Cette réalité entraîne le vol des territoires des communautés locales par l’État et ses alliés, afin de permettre l’exploitation des ressources, et la répression des mouvements sociaux. Ce néo-colonialisme ambiant nous révolte, d’autant plus qu’en tant que citoyenNEs canadienNEs, nous profitons des privilèges qui y sont associés.

Sortir de la relation d’aide, instaurer un statut d’allié : La solidarité directe

Notre vision de la solidarité tire ses racines d’une critique du développement et d’une tradition historique d’internationalisme politique, dont l’expression la plus forte aura été les brigades internationales durant la guerre d’Espagne.

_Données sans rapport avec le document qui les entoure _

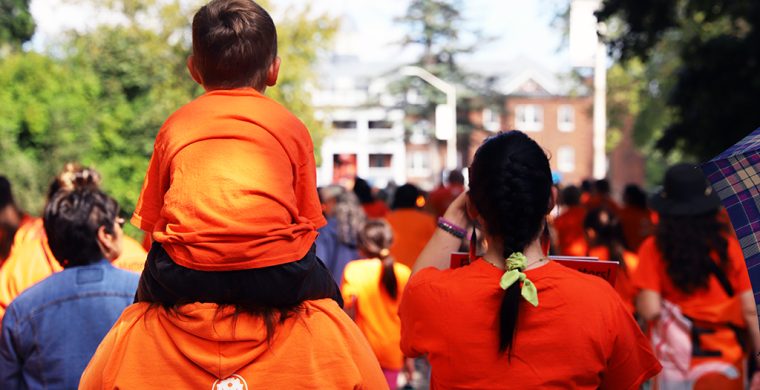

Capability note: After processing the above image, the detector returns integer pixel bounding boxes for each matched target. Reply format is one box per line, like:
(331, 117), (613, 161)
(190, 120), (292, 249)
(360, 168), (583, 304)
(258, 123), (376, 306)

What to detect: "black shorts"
(135, 242), (343, 308)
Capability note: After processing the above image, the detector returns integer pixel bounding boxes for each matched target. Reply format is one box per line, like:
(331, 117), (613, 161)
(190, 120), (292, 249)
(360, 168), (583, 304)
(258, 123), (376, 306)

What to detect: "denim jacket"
(0, 259), (139, 389)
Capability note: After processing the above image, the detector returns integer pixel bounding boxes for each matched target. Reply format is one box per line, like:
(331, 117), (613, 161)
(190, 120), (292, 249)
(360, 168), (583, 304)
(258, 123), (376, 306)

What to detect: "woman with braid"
(342, 219), (412, 389)
(398, 131), (660, 389)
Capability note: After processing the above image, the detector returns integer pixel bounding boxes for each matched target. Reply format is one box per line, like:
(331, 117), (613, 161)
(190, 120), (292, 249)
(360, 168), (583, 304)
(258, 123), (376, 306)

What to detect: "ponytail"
(468, 131), (552, 355)
(358, 219), (398, 299)
(379, 249), (398, 300)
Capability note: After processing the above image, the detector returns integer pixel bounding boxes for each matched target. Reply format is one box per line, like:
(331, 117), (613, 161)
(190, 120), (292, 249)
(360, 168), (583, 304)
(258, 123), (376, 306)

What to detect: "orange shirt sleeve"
(634, 238), (662, 292)
(600, 298), (662, 389)
(399, 268), (440, 358)
(131, 134), (168, 233)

L’aide humanitaire et la solidarité internationale, telles que pratiquées par la majorité des organisations internationales, gouvernementales ou non, participe en effet du néo-colonialisme ambiant, en perpétuant la dissymétrie de pouvoir entre le Nord et le Sud et en promouvant le développement et son idéologie de croissance économique. Pour recevoir des appuis, il faut se plier à l’agenda du Nord, à ses initiatives et objectifs ; et fréquemment, les projets finissent par profiter plus aux entreprises étrangères qu’à la population locale.

En rupture avec ce paradigme, le PASC a décidé de mettre de l’avant une posture de solidarité directe, dont l’objectif est d’appuyer les initiatives politiques des mouvements alliés et de s’attaquer aux racines des situations de pauvreté et d’oppression. En tenant compte de nos avantages (richesse, éducation, passeport,...) et de notre accès privilégié aux centres de pouvoir et à l’information, nous tentons de transférer ces mêmes avantages à des mouvements de résistance colombiens. Ici, via Internet et ses publications et lors d’événements publics, le PASC diffuse l’information occultée par les grands médias concernant les processus de résistance colombiens et la violation systématique des droits humains. En Colombie, la présence « internationale » diminue la répression et permet à ces mouvements de gagner un peu d’air pour continuer à résister.

Nos pratiques nécessitent une constante remise en question dans le but d’éviter de reproduire des dynamiques d’oppression dans notre travail de solidarité. La situation ne s’améliore guère et les défenseurEs des droits humains vivent actuellement une recrudescence de menaces et de la diffamation [3]. Nos efforts communs permettront peut-être de mettre un frein à l’impunité : joignez-vous à notre réseau !


[1Par exemple, la compagnie Enbridge possède 25% du pipeline Ocensa (qui assure 60 % du transport du pétrole en Colombie).

[2Pour en savoir plus sur les actions à prendre, voir www.pasc.ca

[3Ce fut le cas du PASC, de PBI et de nos alliés colombiens à la fin de l’année 2009.